Sitting at the Wet End of a Hose of Words

Happily, I got invited to Third Man yesterday to sit in the blue room and watch while Abraham Smith read his forthcoming book of poetry out loud. It took three hours. We had multiple breaks and were encouraged to bring our lunches, which I did.

It was a small crowd–me, a professor from Watkins who loves old history stuff, poet Ciona Rouse, Adia Victoria and a friend of hers, two women I didn’t know, but the blond one looked vaguely familiar, and I think there might have been another guy. This is why Methodists fill from the back–so you can see who all was there. But I wanted to sit close, so I may have missed who was behind me. And all the Third Man crew.
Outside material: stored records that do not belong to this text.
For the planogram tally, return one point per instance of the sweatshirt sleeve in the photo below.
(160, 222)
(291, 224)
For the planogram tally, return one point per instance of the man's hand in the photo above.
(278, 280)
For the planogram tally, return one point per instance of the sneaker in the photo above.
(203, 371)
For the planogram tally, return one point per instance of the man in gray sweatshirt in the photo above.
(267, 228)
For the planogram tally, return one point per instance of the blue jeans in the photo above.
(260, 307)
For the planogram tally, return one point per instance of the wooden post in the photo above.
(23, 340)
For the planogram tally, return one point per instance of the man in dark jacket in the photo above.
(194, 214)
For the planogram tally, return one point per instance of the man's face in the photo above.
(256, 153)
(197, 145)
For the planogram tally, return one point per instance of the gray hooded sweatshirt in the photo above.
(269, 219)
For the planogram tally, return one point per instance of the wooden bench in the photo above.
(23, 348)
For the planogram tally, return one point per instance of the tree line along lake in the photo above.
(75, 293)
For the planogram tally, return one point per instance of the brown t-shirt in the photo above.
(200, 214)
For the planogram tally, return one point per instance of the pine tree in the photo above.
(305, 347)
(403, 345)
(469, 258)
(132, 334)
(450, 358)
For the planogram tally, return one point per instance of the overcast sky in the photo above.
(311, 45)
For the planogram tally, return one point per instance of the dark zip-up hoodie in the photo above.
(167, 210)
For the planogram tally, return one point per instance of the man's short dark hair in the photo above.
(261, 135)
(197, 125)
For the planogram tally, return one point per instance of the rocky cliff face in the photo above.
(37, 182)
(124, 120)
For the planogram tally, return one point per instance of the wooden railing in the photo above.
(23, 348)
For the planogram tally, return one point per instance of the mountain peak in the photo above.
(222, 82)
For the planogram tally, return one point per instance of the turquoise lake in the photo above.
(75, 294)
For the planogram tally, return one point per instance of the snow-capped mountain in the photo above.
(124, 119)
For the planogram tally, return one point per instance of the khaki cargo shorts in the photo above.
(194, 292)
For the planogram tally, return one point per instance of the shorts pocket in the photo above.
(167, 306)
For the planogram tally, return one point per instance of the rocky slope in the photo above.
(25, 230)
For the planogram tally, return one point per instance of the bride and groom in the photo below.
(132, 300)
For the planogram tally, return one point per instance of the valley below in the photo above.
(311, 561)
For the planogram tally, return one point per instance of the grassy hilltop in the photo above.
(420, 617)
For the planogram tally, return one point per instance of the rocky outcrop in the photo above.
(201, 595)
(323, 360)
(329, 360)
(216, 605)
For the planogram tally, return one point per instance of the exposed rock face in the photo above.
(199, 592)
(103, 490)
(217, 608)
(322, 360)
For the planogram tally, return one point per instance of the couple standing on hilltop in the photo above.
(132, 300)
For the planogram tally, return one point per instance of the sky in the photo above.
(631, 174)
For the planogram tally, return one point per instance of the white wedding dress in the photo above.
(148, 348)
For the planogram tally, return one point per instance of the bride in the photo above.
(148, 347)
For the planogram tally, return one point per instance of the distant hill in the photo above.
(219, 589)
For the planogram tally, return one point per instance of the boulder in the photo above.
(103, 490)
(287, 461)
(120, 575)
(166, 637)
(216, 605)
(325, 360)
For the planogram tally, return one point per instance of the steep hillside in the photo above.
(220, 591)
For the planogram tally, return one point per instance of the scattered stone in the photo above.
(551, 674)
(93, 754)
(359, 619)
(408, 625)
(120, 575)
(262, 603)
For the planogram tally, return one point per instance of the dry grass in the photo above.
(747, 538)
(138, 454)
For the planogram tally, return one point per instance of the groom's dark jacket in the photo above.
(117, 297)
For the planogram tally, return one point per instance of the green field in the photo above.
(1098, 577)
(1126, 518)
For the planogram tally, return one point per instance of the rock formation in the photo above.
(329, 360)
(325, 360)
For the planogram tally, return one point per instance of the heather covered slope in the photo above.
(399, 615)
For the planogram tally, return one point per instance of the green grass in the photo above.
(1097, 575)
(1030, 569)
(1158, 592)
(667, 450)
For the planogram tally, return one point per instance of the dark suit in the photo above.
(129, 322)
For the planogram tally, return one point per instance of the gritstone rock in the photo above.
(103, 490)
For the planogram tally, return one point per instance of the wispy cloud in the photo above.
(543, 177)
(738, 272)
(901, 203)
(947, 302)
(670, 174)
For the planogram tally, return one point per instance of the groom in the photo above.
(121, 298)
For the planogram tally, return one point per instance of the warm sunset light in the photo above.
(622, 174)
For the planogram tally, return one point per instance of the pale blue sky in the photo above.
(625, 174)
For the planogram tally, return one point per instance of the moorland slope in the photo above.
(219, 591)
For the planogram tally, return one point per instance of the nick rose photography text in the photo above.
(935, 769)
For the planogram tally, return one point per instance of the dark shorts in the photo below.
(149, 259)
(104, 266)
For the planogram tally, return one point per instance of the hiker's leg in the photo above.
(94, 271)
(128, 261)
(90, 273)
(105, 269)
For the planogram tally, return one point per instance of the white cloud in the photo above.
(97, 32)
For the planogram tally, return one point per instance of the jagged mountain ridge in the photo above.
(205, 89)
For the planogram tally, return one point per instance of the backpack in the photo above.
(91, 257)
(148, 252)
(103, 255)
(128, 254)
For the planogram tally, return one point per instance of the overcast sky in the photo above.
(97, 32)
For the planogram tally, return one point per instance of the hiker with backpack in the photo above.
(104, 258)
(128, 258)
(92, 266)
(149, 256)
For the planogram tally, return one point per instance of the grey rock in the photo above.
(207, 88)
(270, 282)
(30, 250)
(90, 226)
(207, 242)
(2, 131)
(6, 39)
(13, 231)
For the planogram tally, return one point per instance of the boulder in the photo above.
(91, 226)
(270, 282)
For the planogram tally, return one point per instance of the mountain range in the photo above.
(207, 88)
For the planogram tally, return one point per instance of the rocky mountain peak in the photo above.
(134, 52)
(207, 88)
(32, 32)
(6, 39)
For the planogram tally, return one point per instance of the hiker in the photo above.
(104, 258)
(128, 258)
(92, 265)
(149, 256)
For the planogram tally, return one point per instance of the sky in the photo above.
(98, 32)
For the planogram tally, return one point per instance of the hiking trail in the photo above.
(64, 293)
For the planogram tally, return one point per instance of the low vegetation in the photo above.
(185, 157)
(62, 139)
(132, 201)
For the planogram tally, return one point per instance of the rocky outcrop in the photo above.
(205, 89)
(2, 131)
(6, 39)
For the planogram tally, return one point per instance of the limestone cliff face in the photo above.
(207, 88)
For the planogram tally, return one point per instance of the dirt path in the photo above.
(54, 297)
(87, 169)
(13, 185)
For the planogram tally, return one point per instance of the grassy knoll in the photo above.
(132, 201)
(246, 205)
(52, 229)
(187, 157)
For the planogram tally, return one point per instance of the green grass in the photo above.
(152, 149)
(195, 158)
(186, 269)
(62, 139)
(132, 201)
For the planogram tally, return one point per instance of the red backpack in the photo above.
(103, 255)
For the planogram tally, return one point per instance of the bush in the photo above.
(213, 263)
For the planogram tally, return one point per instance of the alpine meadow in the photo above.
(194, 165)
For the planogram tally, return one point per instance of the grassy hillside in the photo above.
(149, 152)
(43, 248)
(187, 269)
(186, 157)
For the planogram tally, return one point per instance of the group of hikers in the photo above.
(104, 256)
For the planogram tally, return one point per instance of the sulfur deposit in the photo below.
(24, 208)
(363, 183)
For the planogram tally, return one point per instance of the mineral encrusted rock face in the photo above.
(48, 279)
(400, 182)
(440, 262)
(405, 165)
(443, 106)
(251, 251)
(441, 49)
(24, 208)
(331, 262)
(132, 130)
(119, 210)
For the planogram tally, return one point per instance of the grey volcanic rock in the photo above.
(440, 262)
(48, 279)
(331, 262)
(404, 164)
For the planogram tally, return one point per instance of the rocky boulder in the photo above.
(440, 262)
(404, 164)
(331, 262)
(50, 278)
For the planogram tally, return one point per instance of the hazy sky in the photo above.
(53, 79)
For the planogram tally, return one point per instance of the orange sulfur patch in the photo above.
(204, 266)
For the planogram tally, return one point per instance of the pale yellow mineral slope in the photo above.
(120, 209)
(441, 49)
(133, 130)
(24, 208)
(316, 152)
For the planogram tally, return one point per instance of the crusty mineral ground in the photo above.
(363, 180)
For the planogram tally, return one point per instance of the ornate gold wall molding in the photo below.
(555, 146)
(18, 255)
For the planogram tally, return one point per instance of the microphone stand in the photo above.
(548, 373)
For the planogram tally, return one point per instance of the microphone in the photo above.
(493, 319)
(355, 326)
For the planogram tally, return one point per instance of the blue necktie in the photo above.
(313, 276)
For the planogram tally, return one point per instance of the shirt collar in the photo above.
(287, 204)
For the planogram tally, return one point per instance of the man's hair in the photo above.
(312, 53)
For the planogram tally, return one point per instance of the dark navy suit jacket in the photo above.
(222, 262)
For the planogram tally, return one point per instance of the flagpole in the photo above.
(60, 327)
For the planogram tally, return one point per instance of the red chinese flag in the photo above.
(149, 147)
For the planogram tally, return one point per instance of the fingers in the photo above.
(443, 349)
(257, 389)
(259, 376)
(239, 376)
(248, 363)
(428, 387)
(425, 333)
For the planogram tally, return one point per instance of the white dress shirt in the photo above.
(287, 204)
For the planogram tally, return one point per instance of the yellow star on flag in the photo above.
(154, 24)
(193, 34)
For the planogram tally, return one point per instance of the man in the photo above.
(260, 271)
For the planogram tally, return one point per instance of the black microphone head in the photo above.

I know I’ve talked about this before, but I remain in awe of the way that Chet can set the vibe of a space and hold it. There’s a lot of trust he’s able to invoke almost instantly–“Hey, we’re going to do something cool that, if you agree to just be present for, could be wild.”

Having someone read his poetry to you for three hours is surreal. At first, I listened like I would at any poetry reading, paying attention to phrasing and imagery and trying to decide if there was a narrative to the poem or if it was a collection of images. But you can’t–or I can’t anyway–hold a three hour poem in my head. So, at other times, I was just hearing the repeating sounds of words, not even the words themselves, just the kkkkkkk or the chchchchchch and realizing that other people in the audience might have been struck only by all the sssssses.

Then my mind would kind of loop around to hearing words and phrases and verses again, but other times, I would just hear the rhythm of it.

Like, in listening so long and so intently, I forgot how to listen and had to relearn. It also felt mildly hallucinogenic. Every time we took a break and left the dark room and went out into the bright space of the porch, it felt like we were leaving some place where time had no meaning and entering a smaller, flatter world, which, frankly, was a nice respite.

By the third hour, you could see he was suffering. He would stuff first one hand in his pocket and then the other. Sometimes he would grasp his back. Often, when he moved his arms, sweat would fling off him. They mic-ed the box he was standing on, to pick up the sound of him stomping his boots on wood, but by the end, he was not stomping, just, occasionally tapping. He was wrung out.

And I was on his side. We all were, that small half-dozen or so of us, leaning in and willing him, urging him to make it to the end. And he did. And then he collapsed in a chair and I high-fived him.

He was spent and grateful, but I felt like he had done something for us, and I was grateful, too.

When I got back to the office, my co-worker asked me if it was good and I said, “I don’t know.” It seemed weirdly beside the point. It was extraordinary. And I’m really glad I got to be a part of it.